This is part of a continuing a series of blog posts that will look at the public comments on the DOT’s Pipeline and Hazardous Materials Safety Administration (PHMSA) notice of proposed rulemaking (NPRM) on high-hazard flammable trains (HHFT). Earlier posts include:
There were 21 comments submitted in the last three weeks. There are more than that listed in the docket, but a number of commenters submitted multiple copies because they did not realize that their posts were not going to appear in real time. Even the 21 comment number is a little misleading since there are a couple of repeats of comments from multiple people, but it is too early to tell if this is an organized comment campaign (like I have seen from various environmental groups) at this point.
Most of the comments come from individuals with no direct connection to the hazmat shipping industry. They are mainly from people that feel that they are being put at risk from the shipment of crude oil through their communities. Their comments are generally simplistic, but represent a very real political reality that this is a problem that has significant potential impacts beyond the regulated community. Unfortunately, for these folks the comments are typically their only potential contribution to improving the safety of the rail lines that pass through their communities. While simplistic and perhaps poorly informed the comments need to be taken into account.

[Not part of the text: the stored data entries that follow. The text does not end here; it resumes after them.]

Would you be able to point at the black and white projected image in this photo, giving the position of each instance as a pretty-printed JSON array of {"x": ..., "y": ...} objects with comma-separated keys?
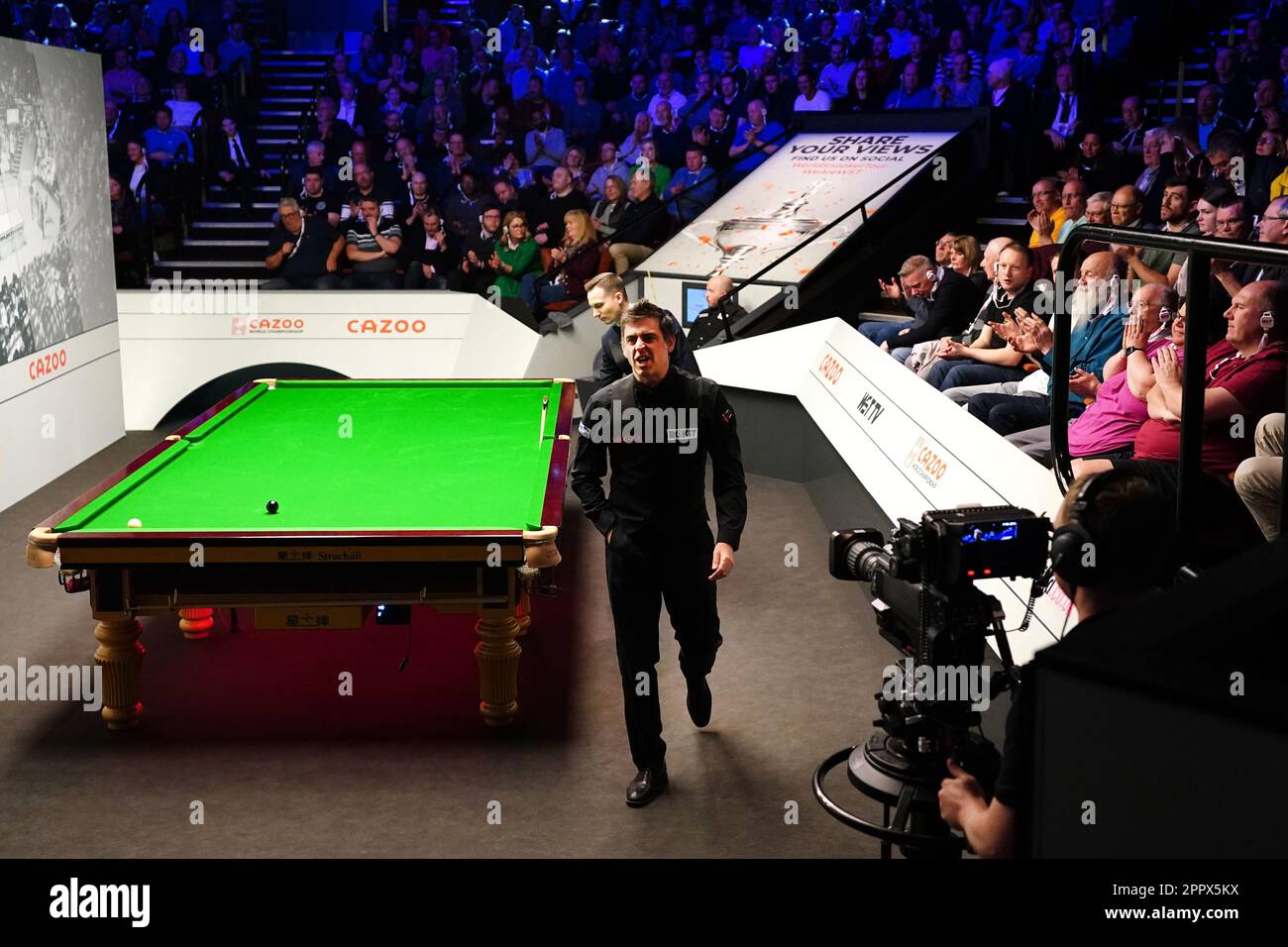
[{"x": 55, "y": 264}]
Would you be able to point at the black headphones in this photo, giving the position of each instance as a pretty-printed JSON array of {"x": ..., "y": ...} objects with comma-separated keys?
[{"x": 1069, "y": 540}]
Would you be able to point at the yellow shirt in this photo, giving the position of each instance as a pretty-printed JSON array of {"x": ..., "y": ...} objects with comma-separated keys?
[
  {"x": 1057, "y": 219},
  {"x": 1279, "y": 185}
]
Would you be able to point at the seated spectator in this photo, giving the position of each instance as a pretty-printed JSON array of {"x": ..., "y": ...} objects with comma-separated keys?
[
  {"x": 1073, "y": 201},
  {"x": 1093, "y": 341},
  {"x": 694, "y": 187},
  {"x": 574, "y": 262},
  {"x": 698, "y": 105},
  {"x": 1177, "y": 213},
  {"x": 446, "y": 174},
  {"x": 670, "y": 137},
  {"x": 1107, "y": 431},
  {"x": 1260, "y": 479},
  {"x": 1093, "y": 162},
  {"x": 1098, "y": 208},
  {"x": 552, "y": 209},
  {"x": 1061, "y": 116},
  {"x": 1243, "y": 382},
  {"x": 1047, "y": 215},
  {"x": 119, "y": 133},
  {"x": 610, "y": 209},
  {"x": 370, "y": 64},
  {"x": 121, "y": 80},
  {"x": 317, "y": 200},
  {"x": 237, "y": 162},
  {"x": 584, "y": 115},
  {"x": 373, "y": 244},
  {"x": 980, "y": 357},
  {"x": 411, "y": 209},
  {"x": 965, "y": 258},
  {"x": 476, "y": 272},
  {"x": 864, "y": 97},
  {"x": 668, "y": 93},
  {"x": 303, "y": 254},
  {"x": 1207, "y": 102},
  {"x": 643, "y": 226},
  {"x": 127, "y": 248},
  {"x": 403, "y": 76},
  {"x": 464, "y": 205},
  {"x": 545, "y": 146},
  {"x": 181, "y": 106},
  {"x": 716, "y": 136},
  {"x": 609, "y": 165},
  {"x": 140, "y": 110},
  {"x": 235, "y": 52},
  {"x": 660, "y": 172},
  {"x": 605, "y": 295},
  {"x": 949, "y": 302},
  {"x": 334, "y": 133},
  {"x": 961, "y": 89},
  {"x": 516, "y": 256},
  {"x": 393, "y": 102},
  {"x": 755, "y": 140},
  {"x": 349, "y": 110},
  {"x": 810, "y": 98},
  {"x": 836, "y": 77},
  {"x": 640, "y": 133},
  {"x": 434, "y": 258},
  {"x": 167, "y": 145}
]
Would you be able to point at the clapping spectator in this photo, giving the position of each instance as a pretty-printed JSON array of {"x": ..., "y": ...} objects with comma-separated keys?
[
  {"x": 516, "y": 256},
  {"x": 301, "y": 253},
  {"x": 372, "y": 245},
  {"x": 694, "y": 187}
]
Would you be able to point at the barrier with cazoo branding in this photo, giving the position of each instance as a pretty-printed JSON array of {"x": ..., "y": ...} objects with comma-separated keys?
[{"x": 910, "y": 447}]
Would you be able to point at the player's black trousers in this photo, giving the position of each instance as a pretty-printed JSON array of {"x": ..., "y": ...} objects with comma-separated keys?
[{"x": 642, "y": 575}]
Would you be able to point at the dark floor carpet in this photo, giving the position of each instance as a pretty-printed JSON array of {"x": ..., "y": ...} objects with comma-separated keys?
[{"x": 252, "y": 724}]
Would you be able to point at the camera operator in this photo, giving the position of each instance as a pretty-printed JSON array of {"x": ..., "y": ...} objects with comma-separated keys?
[{"x": 1111, "y": 551}]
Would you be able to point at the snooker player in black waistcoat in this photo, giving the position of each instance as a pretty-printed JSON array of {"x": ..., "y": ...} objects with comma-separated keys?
[{"x": 657, "y": 427}]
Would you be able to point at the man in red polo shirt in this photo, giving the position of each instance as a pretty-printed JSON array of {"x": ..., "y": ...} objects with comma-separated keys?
[{"x": 1243, "y": 380}]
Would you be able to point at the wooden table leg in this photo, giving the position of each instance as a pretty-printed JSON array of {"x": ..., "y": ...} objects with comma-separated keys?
[
  {"x": 120, "y": 655},
  {"x": 523, "y": 613},
  {"x": 196, "y": 622},
  {"x": 497, "y": 655}
]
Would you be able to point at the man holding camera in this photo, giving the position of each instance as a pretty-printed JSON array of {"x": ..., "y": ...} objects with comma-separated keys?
[
  {"x": 658, "y": 544},
  {"x": 1127, "y": 525}
]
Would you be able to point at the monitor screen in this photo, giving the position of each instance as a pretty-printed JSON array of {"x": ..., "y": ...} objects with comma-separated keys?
[{"x": 695, "y": 302}]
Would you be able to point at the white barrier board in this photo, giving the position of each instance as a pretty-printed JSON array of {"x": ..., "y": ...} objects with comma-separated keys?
[{"x": 912, "y": 449}]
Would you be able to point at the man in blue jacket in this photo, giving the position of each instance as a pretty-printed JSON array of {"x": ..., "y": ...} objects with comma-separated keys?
[
  {"x": 605, "y": 295},
  {"x": 1098, "y": 307}
]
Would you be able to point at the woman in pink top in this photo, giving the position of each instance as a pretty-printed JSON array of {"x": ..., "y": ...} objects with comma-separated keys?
[{"x": 1108, "y": 428}]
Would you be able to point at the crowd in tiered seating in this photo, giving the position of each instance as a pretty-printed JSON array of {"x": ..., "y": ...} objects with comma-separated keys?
[
  {"x": 528, "y": 150},
  {"x": 980, "y": 308}
]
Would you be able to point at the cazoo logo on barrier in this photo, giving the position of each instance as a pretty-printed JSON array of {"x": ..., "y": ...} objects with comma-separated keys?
[
  {"x": 923, "y": 462},
  {"x": 244, "y": 325},
  {"x": 385, "y": 326},
  {"x": 47, "y": 364},
  {"x": 831, "y": 369}
]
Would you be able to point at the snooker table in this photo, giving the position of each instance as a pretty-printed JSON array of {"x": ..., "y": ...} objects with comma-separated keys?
[{"x": 425, "y": 492}]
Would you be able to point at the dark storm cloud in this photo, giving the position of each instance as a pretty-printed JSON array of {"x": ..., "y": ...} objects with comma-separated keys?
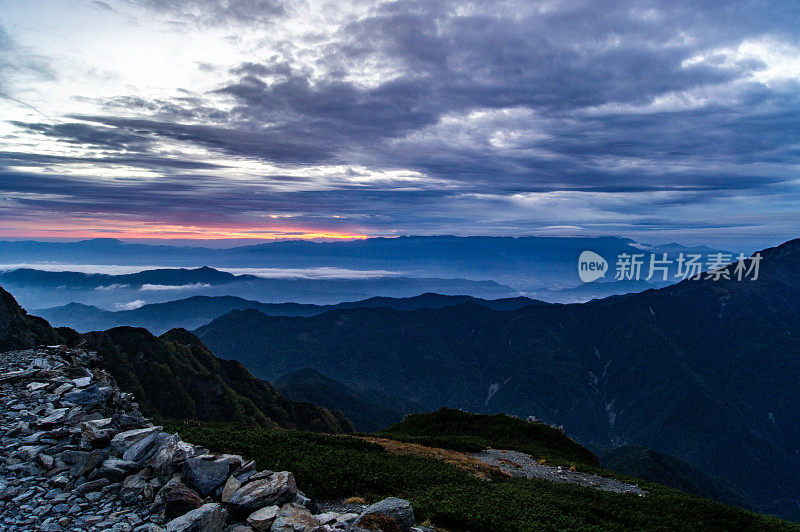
[{"x": 492, "y": 98}]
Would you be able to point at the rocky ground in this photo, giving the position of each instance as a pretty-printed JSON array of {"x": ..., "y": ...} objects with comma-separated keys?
[
  {"x": 522, "y": 465},
  {"x": 76, "y": 455}
]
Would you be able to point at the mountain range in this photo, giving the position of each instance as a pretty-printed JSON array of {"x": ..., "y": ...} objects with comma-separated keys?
[
  {"x": 527, "y": 264},
  {"x": 191, "y": 313},
  {"x": 173, "y": 376},
  {"x": 705, "y": 370},
  {"x": 38, "y": 288}
]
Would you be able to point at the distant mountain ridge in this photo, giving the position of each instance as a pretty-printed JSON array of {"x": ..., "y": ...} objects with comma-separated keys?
[
  {"x": 193, "y": 312},
  {"x": 707, "y": 371},
  {"x": 524, "y": 263},
  {"x": 174, "y": 375},
  {"x": 666, "y": 470},
  {"x": 43, "y": 289}
]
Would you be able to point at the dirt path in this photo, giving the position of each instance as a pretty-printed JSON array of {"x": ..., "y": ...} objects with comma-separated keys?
[
  {"x": 522, "y": 465},
  {"x": 495, "y": 464}
]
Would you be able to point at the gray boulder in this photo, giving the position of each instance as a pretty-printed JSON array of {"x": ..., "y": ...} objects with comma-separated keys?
[
  {"x": 279, "y": 488},
  {"x": 205, "y": 475},
  {"x": 124, "y": 440},
  {"x": 208, "y": 518},
  {"x": 261, "y": 520},
  {"x": 399, "y": 510},
  {"x": 293, "y": 518},
  {"x": 92, "y": 395}
]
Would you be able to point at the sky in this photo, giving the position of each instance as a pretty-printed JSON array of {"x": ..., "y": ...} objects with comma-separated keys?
[{"x": 264, "y": 119}]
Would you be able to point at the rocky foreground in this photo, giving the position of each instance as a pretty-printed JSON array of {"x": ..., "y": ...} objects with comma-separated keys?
[{"x": 76, "y": 454}]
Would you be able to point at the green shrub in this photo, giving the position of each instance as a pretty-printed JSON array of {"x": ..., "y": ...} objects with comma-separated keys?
[{"x": 332, "y": 467}]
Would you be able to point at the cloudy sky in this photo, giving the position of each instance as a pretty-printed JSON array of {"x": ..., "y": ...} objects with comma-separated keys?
[{"x": 657, "y": 120}]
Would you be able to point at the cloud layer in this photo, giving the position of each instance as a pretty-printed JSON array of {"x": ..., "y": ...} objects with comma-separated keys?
[{"x": 638, "y": 118}]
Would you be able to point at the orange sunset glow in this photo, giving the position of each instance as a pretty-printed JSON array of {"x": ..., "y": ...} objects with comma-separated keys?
[{"x": 136, "y": 230}]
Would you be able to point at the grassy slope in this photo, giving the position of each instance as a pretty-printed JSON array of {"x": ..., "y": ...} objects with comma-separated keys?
[
  {"x": 176, "y": 376},
  {"x": 329, "y": 467}
]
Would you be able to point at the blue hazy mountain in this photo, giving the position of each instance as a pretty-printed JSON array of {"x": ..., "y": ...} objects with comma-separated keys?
[
  {"x": 40, "y": 289},
  {"x": 192, "y": 312},
  {"x": 524, "y": 263},
  {"x": 703, "y": 370}
]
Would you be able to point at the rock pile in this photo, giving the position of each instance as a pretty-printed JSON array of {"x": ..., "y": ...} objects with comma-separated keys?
[{"x": 76, "y": 454}]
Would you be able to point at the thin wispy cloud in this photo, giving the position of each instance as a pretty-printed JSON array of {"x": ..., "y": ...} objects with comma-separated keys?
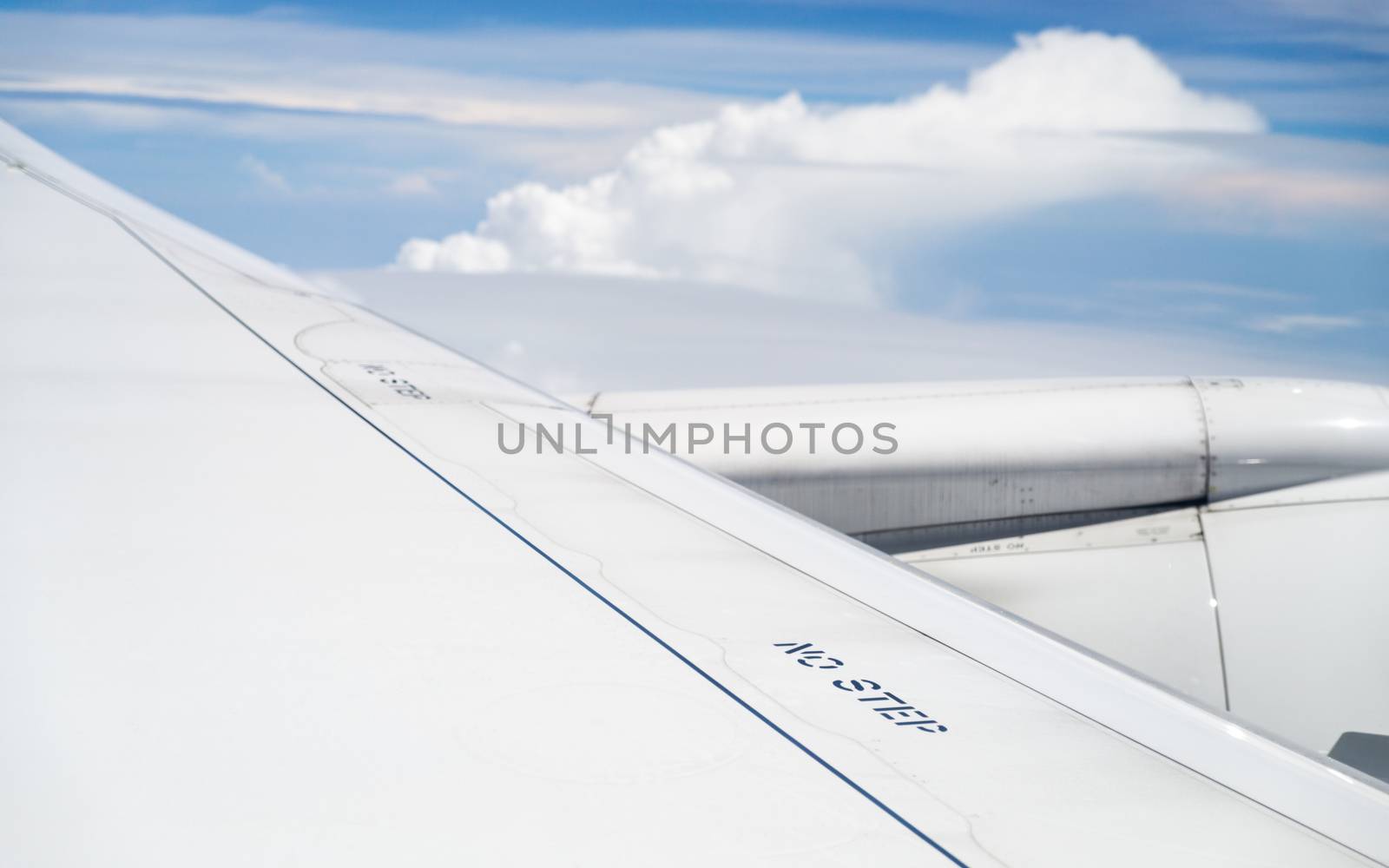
[
  {"x": 1208, "y": 288},
  {"x": 795, "y": 201},
  {"x": 1284, "y": 324},
  {"x": 264, "y": 175}
]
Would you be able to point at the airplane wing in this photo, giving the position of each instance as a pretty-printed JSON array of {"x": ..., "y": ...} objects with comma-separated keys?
[{"x": 277, "y": 594}]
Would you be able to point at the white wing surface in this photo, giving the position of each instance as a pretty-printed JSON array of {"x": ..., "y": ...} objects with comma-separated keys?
[{"x": 274, "y": 595}]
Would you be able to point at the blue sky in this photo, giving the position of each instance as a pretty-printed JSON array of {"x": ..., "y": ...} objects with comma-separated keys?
[{"x": 326, "y": 136}]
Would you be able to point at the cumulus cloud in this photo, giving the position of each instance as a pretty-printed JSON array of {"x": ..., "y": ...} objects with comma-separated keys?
[{"x": 833, "y": 201}]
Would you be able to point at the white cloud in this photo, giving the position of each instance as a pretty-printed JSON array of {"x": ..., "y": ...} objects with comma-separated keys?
[
  {"x": 793, "y": 201},
  {"x": 1303, "y": 323},
  {"x": 1208, "y": 288},
  {"x": 264, "y": 175},
  {"x": 414, "y": 184}
]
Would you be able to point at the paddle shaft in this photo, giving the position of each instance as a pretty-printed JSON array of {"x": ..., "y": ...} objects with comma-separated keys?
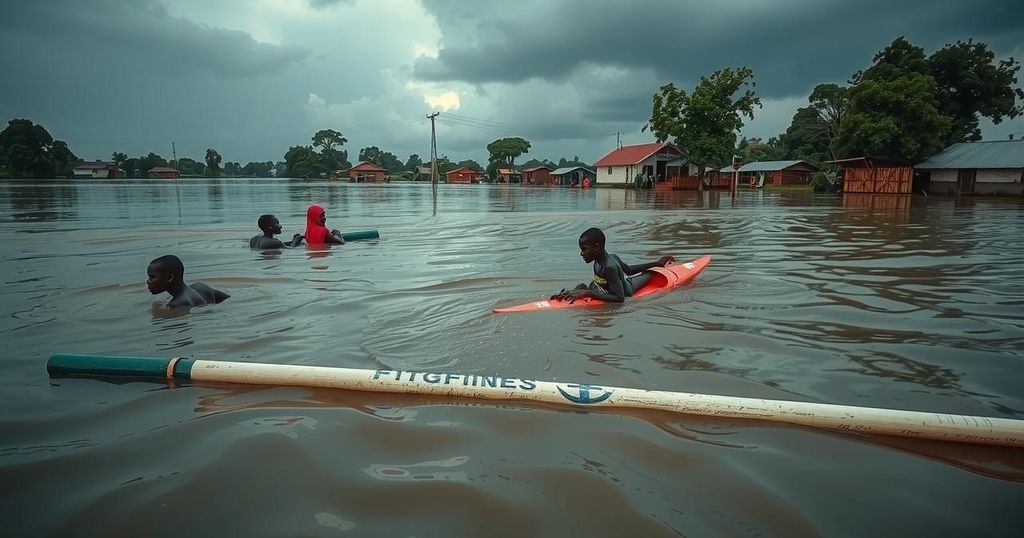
[{"x": 961, "y": 428}]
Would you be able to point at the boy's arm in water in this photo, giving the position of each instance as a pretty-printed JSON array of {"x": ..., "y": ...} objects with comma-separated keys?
[
  {"x": 209, "y": 294},
  {"x": 269, "y": 242},
  {"x": 335, "y": 238},
  {"x": 614, "y": 293},
  {"x": 640, "y": 267}
]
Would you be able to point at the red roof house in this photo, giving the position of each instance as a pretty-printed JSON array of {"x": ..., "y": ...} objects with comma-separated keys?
[
  {"x": 367, "y": 171},
  {"x": 623, "y": 165},
  {"x": 463, "y": 174}
]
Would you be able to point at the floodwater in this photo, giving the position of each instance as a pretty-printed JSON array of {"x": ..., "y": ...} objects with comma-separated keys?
[{"x": 880, "y": 301}]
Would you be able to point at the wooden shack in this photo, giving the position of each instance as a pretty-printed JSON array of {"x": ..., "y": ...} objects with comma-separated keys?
[{"x": 862, "y": 174}]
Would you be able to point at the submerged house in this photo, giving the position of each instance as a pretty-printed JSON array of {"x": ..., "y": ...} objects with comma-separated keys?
[
  {"x": 508, "y": 175},
  {"x": 568, "y": 175},
  {"x": 367, "y": 171},
  {"x": 97, "y": 170},
  {"x": 622, "y": 165},
  {"x": 162, "y": 172},
  {"x": 538, "y": 175},
  {"x": 867, "y": 175},
  {"x": 994, "y": 167},
  {"x": 464, "y": 174},
  {"x": 422, "y": 173},
  {"x": 760, "y": 173}
]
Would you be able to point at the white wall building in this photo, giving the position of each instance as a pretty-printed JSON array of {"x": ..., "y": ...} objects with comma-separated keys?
[
  {"x": 985, "y": 167},
  {"x": 622, "y": 165}
]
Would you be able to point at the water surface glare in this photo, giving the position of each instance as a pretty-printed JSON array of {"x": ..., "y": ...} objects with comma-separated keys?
[{"x": 895, "y": 302}]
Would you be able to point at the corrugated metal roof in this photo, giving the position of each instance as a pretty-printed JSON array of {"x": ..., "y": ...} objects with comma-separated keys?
[
  {"x": 771, "y": 166},
  {"x": 563, "y": 171},
  {"x": 765, "y": 166},
  {"x": 630, "y": 155},
  {"x": 993, "y": 154}
]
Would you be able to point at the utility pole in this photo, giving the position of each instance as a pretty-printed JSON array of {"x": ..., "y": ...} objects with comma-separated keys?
[{"x": 433, "y": 151}]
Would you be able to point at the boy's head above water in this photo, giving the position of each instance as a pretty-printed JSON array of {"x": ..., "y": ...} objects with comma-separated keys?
[
  {"x": 269, "y": 224},
  {"x": 164, "y": 273},
  {"x": 591, "y": 244}
]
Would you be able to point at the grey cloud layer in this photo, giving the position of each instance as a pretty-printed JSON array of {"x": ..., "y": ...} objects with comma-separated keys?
[
  {"x": 790, "y": 44},
  {"x": 144, "y": 30}
]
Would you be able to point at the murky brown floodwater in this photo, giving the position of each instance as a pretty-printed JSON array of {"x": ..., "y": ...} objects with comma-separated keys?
[{"x": 886, "y": 302}]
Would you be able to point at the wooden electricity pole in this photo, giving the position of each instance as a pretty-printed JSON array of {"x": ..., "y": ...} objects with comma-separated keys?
[{"x": 433, "y": 151}]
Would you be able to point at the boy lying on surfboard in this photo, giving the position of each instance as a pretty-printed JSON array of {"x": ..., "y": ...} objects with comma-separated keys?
[{"x": 613, "y": 280}]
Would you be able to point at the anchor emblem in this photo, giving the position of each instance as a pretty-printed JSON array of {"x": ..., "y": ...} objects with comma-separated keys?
[{"x": 585, "y": 394}]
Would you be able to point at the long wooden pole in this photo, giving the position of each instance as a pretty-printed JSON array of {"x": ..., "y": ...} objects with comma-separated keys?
[{"x": 960, "y": 428}]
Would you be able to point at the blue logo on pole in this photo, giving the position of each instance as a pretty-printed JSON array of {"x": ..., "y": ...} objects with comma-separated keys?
[{"x": 588, "y": 394}]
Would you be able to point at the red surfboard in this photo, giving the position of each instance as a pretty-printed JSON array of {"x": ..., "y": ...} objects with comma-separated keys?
[{"x": 664, "y": 279}]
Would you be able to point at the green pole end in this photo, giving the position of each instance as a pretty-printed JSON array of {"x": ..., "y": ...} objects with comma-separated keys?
[
  {"x": 360, "y": 235},
  {"x": 64, "y": 365}
]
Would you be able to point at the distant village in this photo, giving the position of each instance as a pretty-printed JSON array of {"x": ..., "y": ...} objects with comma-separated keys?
[{"x": 991, "y": 167}]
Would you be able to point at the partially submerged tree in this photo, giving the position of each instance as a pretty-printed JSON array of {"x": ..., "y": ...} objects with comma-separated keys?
[
  {"x": 212, "y": 163},
  {"x": 504, "y": 152},
  {"x": 704, "y": 123},
  {"x": 897, "y": 119}
]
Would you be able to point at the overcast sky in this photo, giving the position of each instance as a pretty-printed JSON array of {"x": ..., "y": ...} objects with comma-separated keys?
[{"x": 251, "y": 78}]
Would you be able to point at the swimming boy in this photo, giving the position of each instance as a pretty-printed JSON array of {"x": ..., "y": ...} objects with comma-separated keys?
[
  {"x": 166, "y": 274},
  {"x": 613, "y": 280},
  {"x": 270, "y": 225}
]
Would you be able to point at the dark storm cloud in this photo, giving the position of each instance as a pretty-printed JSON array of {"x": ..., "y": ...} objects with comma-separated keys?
[
  {"x": 321, "y": 4},
  {"x": 791, "y": 45},
  {"x": 139, "y": 30}
]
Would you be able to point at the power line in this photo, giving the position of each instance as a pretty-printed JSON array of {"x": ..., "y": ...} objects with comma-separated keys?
[{"x": 534, "y": 131}]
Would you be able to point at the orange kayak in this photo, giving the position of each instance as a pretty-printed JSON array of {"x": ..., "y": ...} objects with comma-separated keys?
[{"x": 664, "y": 279}]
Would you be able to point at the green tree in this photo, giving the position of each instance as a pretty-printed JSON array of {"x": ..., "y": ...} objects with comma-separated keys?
[
  {"x": 504, "y": 152},
  {"x": 332, "y": 157},
  {"x": 814, "y": 131},
  {"x": 971, "y": 83},
  {"x": 303, "y": 161},
  {"x": 471, "y": 164},
  {"x": 444, "y": 165},
  {"x": 212, "y": 163},
  {"x": 897, "y": 119},
  {"x": 896, "y": 60},
  {"x": 25, "y": 150},
  {"x": 130, "y": 166},
  {"x": 329, "y": 139},
  {"x": 704, "y": 123},
  {"x": 64, "y": 160},
  {"x": 258, "y": 169}
]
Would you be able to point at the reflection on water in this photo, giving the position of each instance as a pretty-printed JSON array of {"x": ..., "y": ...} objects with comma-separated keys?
[{"x": 881, "y": 301}]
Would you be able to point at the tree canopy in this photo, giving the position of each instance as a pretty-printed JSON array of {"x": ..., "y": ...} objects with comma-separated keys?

There are comments from two people directly connected to the problem; a railroad consultant and a freight locomotive engineer. The engineer calls out three factors that are not addressed in the NPRM:
• A two person crew should be mandatory on all trains, especially key trains;
• The engineer's workload should not increase for safety reasons; and
• A rational amount of buffer cars on the head end should be mandatory
The consultant identifies a number of interesting points that have generally been missing from much of the discussion to date. First off, he reminds us that the DOT 111 cars are not all constructed the same. Newer models (since the late 1980’s?) are constructed with normalized steel and are much more resistant to rupture. Second, his list of necessary retrofits for those normalized steel cars consists of just three improvements:
• Head shields;
• Safety valves; and
• Removable valve handles.
The detailed discussion of the other NPRM safety measures contained in the consultant’s comments is well worth reading.